Relatório da Polícia Federal revela que doações via Pix feitas por apoiadores do ex-presidente Jair Bolsonaro (PL) entre 2024 e 2025 foram desviadas para financiar uma ofensiva internacional contra o Supremo Tribunal Federal (STF). Segundo as investigações, os recursos foram utilizados para tentar influenciar o governo dos Estados Unidos a adotar sanções contra o Brasil com o objetivo de desestabilizar o Judiciário.
O documento aponta que Bolsonaro repassou R$ 2 milhões ao seu filho, o deputado licenciado Eduardo Bolsonaro (PL-SP), em 13 de maio deste ano, já durante sua estadia nos EUA. Apesar de o valor ter sido oficialmente destinado a despesas pessoais, a PF identificou indícios de que os recursos foram usados em articulações políticas para pressionar o STF.
A Procuradoria-Geral da República (PGR) reforçou que a movimentação financeira demonstra a intenção do ex-presidente de obstruir a Justiça, em especial o processo em que ele é réu por tentativa de golpe de Estado.
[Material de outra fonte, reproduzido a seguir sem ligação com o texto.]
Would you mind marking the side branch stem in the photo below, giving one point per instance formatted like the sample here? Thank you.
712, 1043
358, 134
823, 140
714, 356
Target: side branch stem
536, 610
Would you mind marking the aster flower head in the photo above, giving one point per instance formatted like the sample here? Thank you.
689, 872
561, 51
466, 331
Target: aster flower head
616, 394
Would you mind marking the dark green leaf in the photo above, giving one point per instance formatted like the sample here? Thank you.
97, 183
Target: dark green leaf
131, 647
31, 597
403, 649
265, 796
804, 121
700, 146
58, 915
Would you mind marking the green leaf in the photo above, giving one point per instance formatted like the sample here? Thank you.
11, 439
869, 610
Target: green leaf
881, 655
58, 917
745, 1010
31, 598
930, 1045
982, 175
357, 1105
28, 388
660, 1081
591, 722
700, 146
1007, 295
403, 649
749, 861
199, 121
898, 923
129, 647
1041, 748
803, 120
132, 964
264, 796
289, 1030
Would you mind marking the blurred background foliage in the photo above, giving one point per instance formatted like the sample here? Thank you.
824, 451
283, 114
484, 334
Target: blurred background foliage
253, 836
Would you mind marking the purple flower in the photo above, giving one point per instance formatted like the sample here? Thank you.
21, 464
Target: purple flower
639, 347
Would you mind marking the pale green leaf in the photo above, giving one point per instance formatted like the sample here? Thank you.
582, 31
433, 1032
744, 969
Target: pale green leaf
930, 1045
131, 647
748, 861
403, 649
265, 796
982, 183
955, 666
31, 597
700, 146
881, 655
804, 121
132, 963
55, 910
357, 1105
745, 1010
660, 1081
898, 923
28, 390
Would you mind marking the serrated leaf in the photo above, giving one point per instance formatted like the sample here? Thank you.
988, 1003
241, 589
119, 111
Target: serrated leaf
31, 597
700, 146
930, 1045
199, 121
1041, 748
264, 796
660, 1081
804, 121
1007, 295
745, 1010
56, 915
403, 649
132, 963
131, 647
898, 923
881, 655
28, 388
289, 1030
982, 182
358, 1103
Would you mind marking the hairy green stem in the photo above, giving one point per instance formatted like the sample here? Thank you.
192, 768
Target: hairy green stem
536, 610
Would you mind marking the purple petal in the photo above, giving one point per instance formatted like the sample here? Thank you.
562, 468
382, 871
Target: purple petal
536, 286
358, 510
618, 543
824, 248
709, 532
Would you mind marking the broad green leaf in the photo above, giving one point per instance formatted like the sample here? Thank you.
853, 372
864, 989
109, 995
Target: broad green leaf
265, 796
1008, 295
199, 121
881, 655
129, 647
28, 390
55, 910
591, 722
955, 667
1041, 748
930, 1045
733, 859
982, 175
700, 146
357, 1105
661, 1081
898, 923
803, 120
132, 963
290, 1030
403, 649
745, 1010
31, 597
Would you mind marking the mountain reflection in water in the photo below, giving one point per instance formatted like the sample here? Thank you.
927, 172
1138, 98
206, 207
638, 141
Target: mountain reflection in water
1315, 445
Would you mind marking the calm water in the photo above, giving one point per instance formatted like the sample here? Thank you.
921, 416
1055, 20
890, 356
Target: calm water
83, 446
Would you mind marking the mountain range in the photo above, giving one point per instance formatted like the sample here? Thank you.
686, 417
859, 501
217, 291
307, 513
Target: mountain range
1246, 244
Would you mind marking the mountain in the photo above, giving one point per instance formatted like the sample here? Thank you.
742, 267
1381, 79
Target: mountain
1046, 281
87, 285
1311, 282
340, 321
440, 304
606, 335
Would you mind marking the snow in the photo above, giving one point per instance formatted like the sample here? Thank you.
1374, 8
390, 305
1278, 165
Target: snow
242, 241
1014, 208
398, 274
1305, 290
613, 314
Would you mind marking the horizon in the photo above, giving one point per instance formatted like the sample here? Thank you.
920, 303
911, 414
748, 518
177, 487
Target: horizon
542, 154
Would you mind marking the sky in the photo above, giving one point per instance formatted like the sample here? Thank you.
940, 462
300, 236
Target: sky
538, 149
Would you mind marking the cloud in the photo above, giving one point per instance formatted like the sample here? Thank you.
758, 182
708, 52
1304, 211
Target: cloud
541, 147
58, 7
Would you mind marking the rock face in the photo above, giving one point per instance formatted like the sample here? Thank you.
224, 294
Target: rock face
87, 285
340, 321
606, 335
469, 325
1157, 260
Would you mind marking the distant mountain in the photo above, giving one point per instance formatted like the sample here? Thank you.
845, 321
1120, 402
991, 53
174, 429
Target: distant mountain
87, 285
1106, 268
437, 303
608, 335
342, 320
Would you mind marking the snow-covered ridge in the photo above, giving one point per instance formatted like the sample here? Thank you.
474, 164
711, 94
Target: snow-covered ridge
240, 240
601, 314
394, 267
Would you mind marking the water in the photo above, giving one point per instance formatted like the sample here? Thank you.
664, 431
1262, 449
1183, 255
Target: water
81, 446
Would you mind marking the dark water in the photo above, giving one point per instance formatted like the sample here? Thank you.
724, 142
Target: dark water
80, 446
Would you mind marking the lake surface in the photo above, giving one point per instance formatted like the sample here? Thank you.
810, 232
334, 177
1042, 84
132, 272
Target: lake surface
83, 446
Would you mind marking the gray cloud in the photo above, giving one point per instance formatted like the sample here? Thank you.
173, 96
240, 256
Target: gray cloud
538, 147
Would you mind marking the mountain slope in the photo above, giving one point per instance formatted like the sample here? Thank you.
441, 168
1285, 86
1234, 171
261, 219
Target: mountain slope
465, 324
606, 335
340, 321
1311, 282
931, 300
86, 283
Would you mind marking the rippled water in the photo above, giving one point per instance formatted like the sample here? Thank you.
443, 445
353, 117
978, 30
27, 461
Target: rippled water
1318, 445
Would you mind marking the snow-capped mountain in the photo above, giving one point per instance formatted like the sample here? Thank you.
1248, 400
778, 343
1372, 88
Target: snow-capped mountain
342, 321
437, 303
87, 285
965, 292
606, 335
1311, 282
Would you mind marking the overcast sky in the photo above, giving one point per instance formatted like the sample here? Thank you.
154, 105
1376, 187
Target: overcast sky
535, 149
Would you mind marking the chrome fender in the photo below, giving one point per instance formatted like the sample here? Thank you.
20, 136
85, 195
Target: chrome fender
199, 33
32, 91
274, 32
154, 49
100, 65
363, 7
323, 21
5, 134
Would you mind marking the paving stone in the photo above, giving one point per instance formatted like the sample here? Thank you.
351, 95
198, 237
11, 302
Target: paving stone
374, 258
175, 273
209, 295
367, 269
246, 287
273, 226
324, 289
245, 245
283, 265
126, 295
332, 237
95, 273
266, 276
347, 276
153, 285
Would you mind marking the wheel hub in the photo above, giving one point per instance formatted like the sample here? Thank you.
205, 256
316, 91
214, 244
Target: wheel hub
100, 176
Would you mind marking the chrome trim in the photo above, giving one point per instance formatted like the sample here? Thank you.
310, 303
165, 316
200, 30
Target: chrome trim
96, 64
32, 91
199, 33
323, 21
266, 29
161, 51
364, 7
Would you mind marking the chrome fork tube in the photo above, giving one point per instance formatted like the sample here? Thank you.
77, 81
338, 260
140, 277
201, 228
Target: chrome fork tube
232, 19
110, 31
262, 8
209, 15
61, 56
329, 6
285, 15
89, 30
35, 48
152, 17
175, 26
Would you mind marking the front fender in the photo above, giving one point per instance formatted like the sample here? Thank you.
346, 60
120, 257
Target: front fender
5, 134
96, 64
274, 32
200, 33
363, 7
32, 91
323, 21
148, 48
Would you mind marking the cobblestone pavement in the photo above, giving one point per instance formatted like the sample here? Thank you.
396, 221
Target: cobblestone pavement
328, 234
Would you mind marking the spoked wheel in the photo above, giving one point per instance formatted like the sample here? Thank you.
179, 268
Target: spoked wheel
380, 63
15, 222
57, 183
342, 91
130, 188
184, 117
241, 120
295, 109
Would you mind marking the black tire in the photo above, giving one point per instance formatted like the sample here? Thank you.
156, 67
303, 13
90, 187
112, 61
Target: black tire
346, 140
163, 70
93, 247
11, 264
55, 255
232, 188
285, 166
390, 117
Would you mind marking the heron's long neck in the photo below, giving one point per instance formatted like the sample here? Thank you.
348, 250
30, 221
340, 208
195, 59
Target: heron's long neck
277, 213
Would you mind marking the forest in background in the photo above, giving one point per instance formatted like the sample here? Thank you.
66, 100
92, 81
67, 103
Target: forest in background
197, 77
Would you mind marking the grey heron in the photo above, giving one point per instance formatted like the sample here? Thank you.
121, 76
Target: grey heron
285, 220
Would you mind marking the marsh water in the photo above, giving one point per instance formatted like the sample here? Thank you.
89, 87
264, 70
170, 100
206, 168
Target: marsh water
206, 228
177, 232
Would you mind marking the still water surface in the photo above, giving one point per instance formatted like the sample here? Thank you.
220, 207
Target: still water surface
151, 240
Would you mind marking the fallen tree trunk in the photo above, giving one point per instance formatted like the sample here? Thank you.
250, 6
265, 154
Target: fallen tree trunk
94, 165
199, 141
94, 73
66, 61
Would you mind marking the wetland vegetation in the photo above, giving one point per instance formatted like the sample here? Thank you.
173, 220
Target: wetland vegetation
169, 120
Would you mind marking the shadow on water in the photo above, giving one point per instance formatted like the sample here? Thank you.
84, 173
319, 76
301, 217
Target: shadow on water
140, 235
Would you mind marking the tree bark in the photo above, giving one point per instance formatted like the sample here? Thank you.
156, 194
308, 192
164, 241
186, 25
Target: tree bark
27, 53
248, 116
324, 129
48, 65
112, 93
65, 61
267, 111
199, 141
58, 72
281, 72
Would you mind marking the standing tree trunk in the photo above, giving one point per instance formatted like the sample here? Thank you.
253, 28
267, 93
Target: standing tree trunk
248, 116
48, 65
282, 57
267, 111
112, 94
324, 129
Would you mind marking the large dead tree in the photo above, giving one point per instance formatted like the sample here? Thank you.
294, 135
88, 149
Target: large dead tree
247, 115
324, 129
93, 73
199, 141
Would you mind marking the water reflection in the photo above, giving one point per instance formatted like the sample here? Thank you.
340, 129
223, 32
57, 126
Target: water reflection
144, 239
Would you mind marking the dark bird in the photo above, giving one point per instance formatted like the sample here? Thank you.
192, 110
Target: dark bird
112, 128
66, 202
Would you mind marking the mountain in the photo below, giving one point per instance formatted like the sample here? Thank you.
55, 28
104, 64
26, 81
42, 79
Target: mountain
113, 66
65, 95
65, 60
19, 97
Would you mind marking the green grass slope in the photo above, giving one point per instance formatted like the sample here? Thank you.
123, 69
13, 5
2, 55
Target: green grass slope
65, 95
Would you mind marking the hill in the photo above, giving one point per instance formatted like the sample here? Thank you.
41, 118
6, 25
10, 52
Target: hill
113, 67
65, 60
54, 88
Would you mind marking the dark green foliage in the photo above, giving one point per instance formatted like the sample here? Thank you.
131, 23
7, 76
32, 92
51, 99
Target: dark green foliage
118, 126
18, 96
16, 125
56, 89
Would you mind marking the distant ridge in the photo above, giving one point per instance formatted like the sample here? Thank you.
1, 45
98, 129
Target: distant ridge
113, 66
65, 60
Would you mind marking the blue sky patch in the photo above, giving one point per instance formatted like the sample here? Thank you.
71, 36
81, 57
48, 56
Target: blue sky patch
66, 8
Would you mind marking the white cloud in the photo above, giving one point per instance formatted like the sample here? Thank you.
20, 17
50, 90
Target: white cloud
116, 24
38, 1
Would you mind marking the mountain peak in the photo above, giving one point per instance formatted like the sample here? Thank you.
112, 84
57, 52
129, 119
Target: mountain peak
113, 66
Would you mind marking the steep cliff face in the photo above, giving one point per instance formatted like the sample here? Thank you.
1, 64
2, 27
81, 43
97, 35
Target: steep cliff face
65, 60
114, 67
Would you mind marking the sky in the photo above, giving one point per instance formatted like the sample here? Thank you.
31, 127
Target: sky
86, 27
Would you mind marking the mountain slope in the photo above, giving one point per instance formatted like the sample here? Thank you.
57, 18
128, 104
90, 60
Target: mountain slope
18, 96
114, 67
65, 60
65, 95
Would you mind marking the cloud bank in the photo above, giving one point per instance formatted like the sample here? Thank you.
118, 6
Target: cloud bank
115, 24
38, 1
Trecho do relatório destaca:
“As postagens realizadas e a vultosa contribuição financeira encaminhada a Eduardo Nantes Bolsonaro são fortes indícios do alinhamento do réu Jair Messias Bolsonaro com seu filho, com o claro objetivo de interferir na atividade judiciária […] e abalar a economia do país com a imposição de sanções econômicas estrangeiras”.
Diante das evidências, o ministro Alexandre de Moraes, do STF, determinou medidas cautelares contra Jair Bolsonaro, como o uso de tornozeleira eletrônica e proibição de contato com outros investigados, incluindo seu filho Eduardo.